NSA reports 1 bug under attack, Chinese firm 36, as Patch Tuesday lands with 0days, drama

It's back, it's big, and it's bad. April Patch Tuesday brings 145 vulnerability fixes from Microsoft -- the highest number in 19 months -- including a trio of remote code execution (RCE) vulnerabilities in Hyper-V and a brace of critical (CVSS 9.8) bugs in the Windows Network File System. One of the bugs was reported by the NSA and is under active attack. With adversaries getting ever-faster* at reverse engineering patches, working out what the vulnerability was and exploiting it before many IT teams have had their coffee, prompt patching as ever is king.

A striking 36 of the new CVEs were reported by Chinese cybersecurity company Cyber Kunlun, across DNS Server, SMB, RPC, Hyper-V and beyond, including 50% of the 10 critical new Microsoft vulnerabilities (A team from Cyber Kunlun also won the Tianfu Cup hacking contest in late 2021. The company's CTO, identifying themselves only as @mj0011 told The Stack that their team had been working closely together since 2014 "not only on Windows vulnerabilities but also iOS/Google products/open source products/VMware products…etc." adding that "I think one of key to a good research team is [being] flexible and supportive to members like Google Project Zero.")

*Last week was a good example: it took Positive Technologies less than 24 hours to reproduce an exploit for the pre-auth RCE vulnerability (CVE-2022-22954) in VMware Workspace ONE Access after its patch.

Get some coffee in you and start prioritising...

April Patch Tuesday 2022: What to look out for

Among the vulnerabilities listed as "exploitation detected" are CVE-2022-24521 -- an elevation of privilege (EOP) vulnerability in the Windows common log file system driver. A swath of Windows Server and desktop versions are vulnerable and while it requires local access (EOP, doh!) it requires no user interaction to exploit. This was reported by the National Security Agency (NSA) and Crowdstrike's Adam Podlosky and Amir Bazine.

An RPC runtime (which underpins many Windows client/server applications) library RCE vulnerability, CVE-2022-26809, gets a high CVSS score of 9.8 and the annotation that exploitation is "more likely". The vulnerability, reported by Cyber Kunlun, could allow a remote attacker to executed code at high privileges on an affected system. Nearly a million services appear to be publicly exposed.

As the Zero Day Initiative (ZDI) notes in its own April Patch Tuesday write-up: "Since no user interaction is required, these factors combine to make this wormable, at least between machine where RPC can be reached... this bug could be used for lateral movement by an attacker. Definitely test and deploy this one quickly."

https://twitter.com/nemesis09/status/1514061547177492489

An EOP vulnerability, CVE-2022-26904 is publicly known with both a proof-of-concept (POC) and a Metasploit module already out in the wild.
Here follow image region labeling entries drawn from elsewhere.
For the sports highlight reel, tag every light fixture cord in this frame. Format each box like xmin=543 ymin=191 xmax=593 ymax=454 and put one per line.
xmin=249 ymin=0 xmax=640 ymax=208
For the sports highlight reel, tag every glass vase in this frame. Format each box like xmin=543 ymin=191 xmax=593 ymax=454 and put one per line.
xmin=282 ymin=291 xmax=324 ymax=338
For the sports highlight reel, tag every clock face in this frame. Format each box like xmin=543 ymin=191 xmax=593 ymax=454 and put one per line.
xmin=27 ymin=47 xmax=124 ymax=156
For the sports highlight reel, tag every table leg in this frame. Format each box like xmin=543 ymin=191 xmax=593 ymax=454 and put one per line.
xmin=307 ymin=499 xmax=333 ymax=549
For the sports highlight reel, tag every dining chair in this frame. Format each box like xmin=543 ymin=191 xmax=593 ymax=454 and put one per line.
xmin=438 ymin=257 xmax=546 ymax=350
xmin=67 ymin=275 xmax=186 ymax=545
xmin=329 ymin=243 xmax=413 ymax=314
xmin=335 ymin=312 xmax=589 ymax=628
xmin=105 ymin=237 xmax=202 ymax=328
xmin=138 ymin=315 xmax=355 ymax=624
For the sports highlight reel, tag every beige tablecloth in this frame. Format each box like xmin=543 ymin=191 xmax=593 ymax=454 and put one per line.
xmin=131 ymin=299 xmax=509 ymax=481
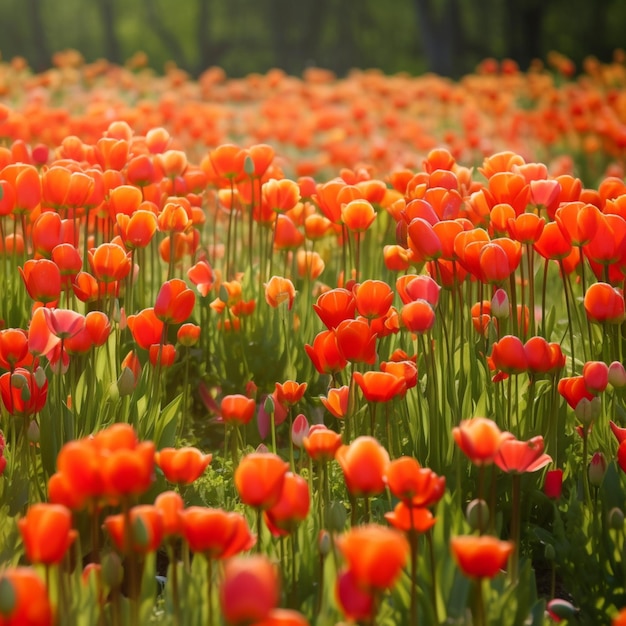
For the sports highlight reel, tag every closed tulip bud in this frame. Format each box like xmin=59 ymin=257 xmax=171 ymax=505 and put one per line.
xmin=326 ymin=500 xmax=348 ymax=532
xmin=543 ymin=469 xmax=563 ymax=500
xmin=587 ymin=452 xmax=606 ymax=487
xmin=117 ymin=367 xmax=137 ymax=397
xmin=491 ymin=289 xmax=511 ymax=320
xmin=35 ymin=366 xmax=47 ymax=389
xmin=607 ymin=506 xmax=624 ymax=530
xmin=317 ymin=530 xmax=331 ymax=556
xmin=102 ymin=552 xmax=124 ymax=589
xmin=465 ymin=498 xmax=489 ymax=532
xmin=27 ymin=420 xmax=41 ymax=443
xmin=546 ymin=598 xmax=578 ymax=622
xmin=0 ymin=578 xmax=17 ymax=616
xmin=574 ymin=396 xmax=602 ymax=427
xmin=108 ymin=381 xmax=120 ymax=402
xmin=609 ymin=361 xmax=626 ymax=389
The bug gives code execution at SYSTEM level on affected systems once they have a foot in the door which is why, ZDI notes, "these types of bugs are often paired with code execution bugs" like a string of CVEs fixed by Adobe today (which patched 70 CVEs across Acrobat, Reader, Photoshop and beyond.)

In short, April Patch Tuesday was a minor blockbuster after a generally quite series of Patch Tuesday so far in 2022 and many will need prompt attention by security teams (if you have them) and IT if you don't.
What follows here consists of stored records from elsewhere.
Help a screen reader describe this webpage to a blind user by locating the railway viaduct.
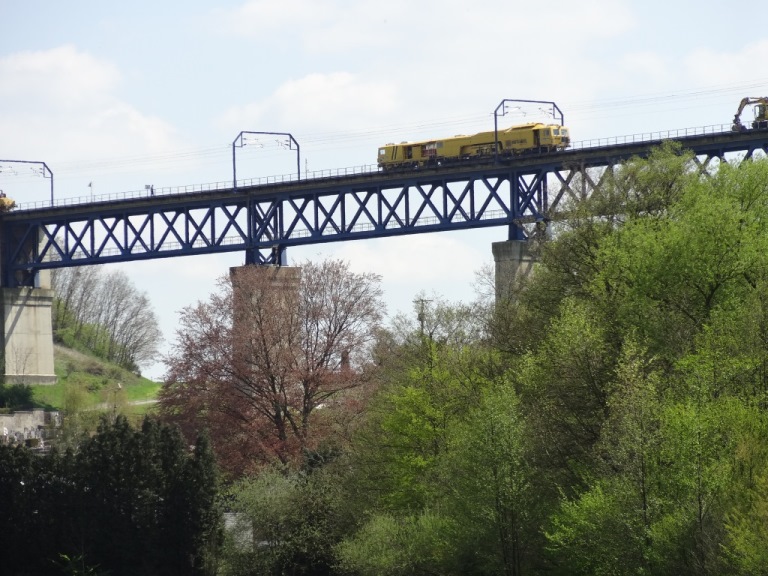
[0,126,768,383]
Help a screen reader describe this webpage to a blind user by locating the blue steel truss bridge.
[0,126,768,288]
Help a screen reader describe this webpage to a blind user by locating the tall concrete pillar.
[0,288,56,384]
[491,240,536,301]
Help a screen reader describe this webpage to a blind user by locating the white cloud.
[0,45,178,165]
[214,72,397,132]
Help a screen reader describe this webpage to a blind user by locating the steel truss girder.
[0,131,768,286]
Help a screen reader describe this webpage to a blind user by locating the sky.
[0,0,768,379]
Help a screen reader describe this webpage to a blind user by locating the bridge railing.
[570,124,731,150]
[7,124,731,210]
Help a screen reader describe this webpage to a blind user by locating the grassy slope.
[32,346,160,416]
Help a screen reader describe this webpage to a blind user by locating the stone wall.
[0,409,61,444]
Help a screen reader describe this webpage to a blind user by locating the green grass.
[32,346,161,418]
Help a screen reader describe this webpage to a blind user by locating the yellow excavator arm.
[731,96,768,132]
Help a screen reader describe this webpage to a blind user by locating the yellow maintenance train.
[378,122,571,170]
[0,190,16,212]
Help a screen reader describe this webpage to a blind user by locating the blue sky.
[0,0,768,377]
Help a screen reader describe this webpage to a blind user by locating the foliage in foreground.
[0,417,220,576]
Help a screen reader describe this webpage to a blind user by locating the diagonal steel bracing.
[0,131,768,287]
Microsoft meanwhile says it is rolling out Windows Autopatch to enterprise customers on enterprise E3 and upward contracts in July 2022, Microsoft says in an FAQ (across Windows 10 and 11 but not Server).
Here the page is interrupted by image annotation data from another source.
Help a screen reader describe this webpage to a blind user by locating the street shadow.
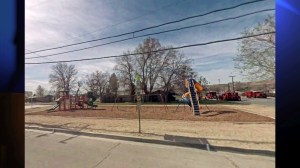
[59,124,90,144]
[164,134,209,145]
[202,111,237,117]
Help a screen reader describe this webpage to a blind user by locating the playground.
[25,80,275,151]
[28,105,274,122]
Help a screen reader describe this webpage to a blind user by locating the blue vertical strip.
[0,0,16,92]
[276,0,300,167]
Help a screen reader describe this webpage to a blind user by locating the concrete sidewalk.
[25,126,275,157]
[25,130,275,168]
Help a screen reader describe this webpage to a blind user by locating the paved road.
[236,97,275,108]
[25,104,51,109]
[25,130,275,168]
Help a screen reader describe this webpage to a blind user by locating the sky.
[25,0,275,91]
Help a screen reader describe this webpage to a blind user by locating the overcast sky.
[25,0,275,91]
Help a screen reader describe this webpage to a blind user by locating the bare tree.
[108,73,119,96]
[114,51,135,95]
[49,63,78,91]
[35,85,45,97]
[233,15,275,80]
[115,37,196,95]
[160,50,190,92]
[86,71,109,101]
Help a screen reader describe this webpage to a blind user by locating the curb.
[25,126,275,157]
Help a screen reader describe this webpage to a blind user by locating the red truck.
[245,91,267,98]
[219,92,241,101]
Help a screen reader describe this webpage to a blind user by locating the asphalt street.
[25,130,275,168]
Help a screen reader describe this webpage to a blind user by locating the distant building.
[25,95,54,102]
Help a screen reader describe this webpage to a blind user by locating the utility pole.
[218,79,222,93]
[229,76,235,92]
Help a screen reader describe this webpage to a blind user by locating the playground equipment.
[47,90,98,112]
[182,79,203,115]
[219,92,241,101]
[244,91,267,98]
[205,91,218,99]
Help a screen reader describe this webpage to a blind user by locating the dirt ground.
[25,106,275,151]
[27,106,274,122]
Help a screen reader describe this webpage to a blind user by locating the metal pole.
[229,76,235,92]
[136,74,142,133]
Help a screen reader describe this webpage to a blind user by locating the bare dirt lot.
[27,106,274,122]
[25,105,275,151]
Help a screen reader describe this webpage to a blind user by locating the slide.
[189,79,203,115]
[47,104,59,111]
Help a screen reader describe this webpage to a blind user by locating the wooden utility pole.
[229,76,235,92]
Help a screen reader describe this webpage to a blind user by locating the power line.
[25,0,266,54]
[25,9,275,59]
[25,0,185,54]
[25,31,275,64]
[25,48,54,61]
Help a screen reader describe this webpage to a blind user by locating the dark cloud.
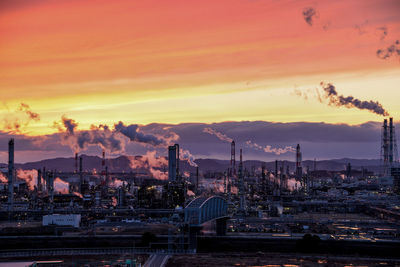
[321,82,389,116]
[376,40,400,59]
[303,7,317,26]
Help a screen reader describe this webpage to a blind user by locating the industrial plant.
[0,118,400,266]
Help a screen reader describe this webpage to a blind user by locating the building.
[42,214,81,227]
[391,168,400,194]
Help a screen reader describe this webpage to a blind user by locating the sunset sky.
[0,0,400,162]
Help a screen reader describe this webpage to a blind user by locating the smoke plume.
[109,178,124,188]
[321,82,389,116]
[130,151,168,180]
[203,127,233,143]
[17,169,37,191]
[54,177,69,194]
[179,148,197,167]
[246,140,296,155]
[303,7,317,26]
[0,172,8,183]
[376,40,400,59]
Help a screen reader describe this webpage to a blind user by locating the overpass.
[184,196,229,235]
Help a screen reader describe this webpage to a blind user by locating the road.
[143,254,170,267]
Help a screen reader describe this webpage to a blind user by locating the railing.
[0,248,196,258]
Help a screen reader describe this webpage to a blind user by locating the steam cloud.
[54,177,69,194]
[246,140,296,155]
[54,116,163,153]
[17,169,37,191]
[303,7,317,26]
[130,151,168,180]
[179,148,197,167]
[203,127,233,143]
[321,82,389,116]
[376,40,400,59]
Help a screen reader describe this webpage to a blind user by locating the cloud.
[377,26,388,40]
[203,127,233,143]
[2,102,40,134]
[18,103,40,121]
[303,7,317,26]
[114,121,163,146]
[376,40,400,59]
[0,121,394,162]
[246,140,296,155]
[54,116,163,153]
[321,82,389,116]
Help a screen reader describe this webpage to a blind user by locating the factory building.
[42,214,81,228]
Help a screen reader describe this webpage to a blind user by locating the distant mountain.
[7,155,380,173]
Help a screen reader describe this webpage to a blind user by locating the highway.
[143,254,171,267]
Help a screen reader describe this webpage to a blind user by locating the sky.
[0,0,400,162]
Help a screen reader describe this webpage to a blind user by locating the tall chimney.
[75,153,78,173]
[79,156,83,194]
[101,149,106,170]
[389,118,394,166]
[196,166,199,193]
[175,144,181,179]
[296,144,303,179]
[231,140,236,176]
[37,168,42,191]
[8,138,14,211]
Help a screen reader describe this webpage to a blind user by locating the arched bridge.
[185,196,228,226]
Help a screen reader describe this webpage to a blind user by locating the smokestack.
[8,138,14,211]
[196,166,199,193]
[239,149,246,213]
[231,140,236,176]
[296,144,303,179]
[175,144,180,178]
[381,119,389,175]
[168,146,177,182]
[37,169,42,191]
[75,153,78,173]
[101,149,106,170]
[389,118,394,164]
[79,156,83,194]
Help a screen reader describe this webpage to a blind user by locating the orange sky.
[0,0,400,134]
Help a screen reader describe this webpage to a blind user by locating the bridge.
[184,196,229,235]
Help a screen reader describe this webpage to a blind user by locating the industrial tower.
[239,149,246,215]
[381,118,398,176]
[8,138,14,212]
[231,140,236,177]
[296,144,303,180]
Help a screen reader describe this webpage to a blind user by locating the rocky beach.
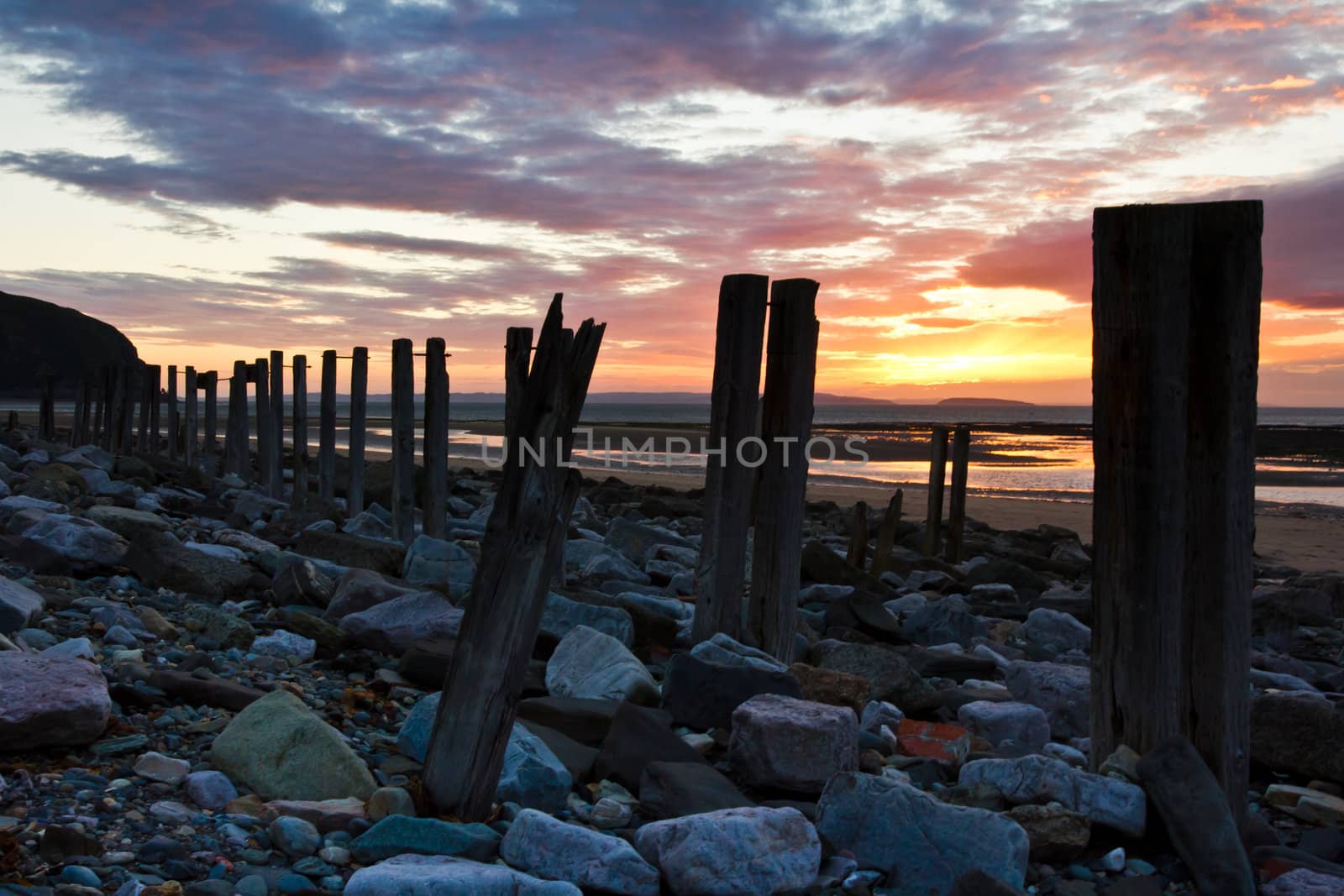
[0,428,1344,896]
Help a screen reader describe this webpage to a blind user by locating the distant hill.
[0,291,139,398]
[938,398,1037,407]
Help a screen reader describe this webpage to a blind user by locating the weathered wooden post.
[1091,202,1263,822]
[422,336,448,538]
[392,338,415,544]
[692,274,770,641]
[224,361,251,482]
[251,358,276,495]
[166,364,181,461]
[318,348,336,505]
[925,426,948,556]
[345,345,368,516]
[291,354,307,506]
[269,351,285,498]
[943,426,970,563]
[871,489,906,578]
[748,278,818,663]
[422,296,606,820]
[181,365,200,466]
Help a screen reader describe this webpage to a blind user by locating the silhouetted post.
[224,361,251,482]
[943,426,970,563]
[1091,202,1263,822]
[925,426,948,556]
[422,336,448,538]
[253,358,276,495]
[168,364,181,461]
[502,327,533,464]
[871,489,906,579]
[197,371,219,457]
[345,345,368,516]
[269,351,285,498]
[318,348,336,505]
[692,274,770,642]
[392,338,415,544]
[748,278,818,663]
[424,296,605,820]
[291,354,307,505]
[181,364,200,466]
Microsoft says that "updates are applied to a small initial set of devices, evaluated, and then graduated to increasingly larger sets, with an evaluation period at each progression. This process is dependent on customer testing and verification of all updates during these rollout stages. The outcome is to assure that registered devices are always up to date and disruption to business operations is minimized, which will free an IT department from that ongoing task... If an issue is encountered, the Autopatch service can be paused by the customer or the service itself.

"When applicable, a rollback will be applied or made available."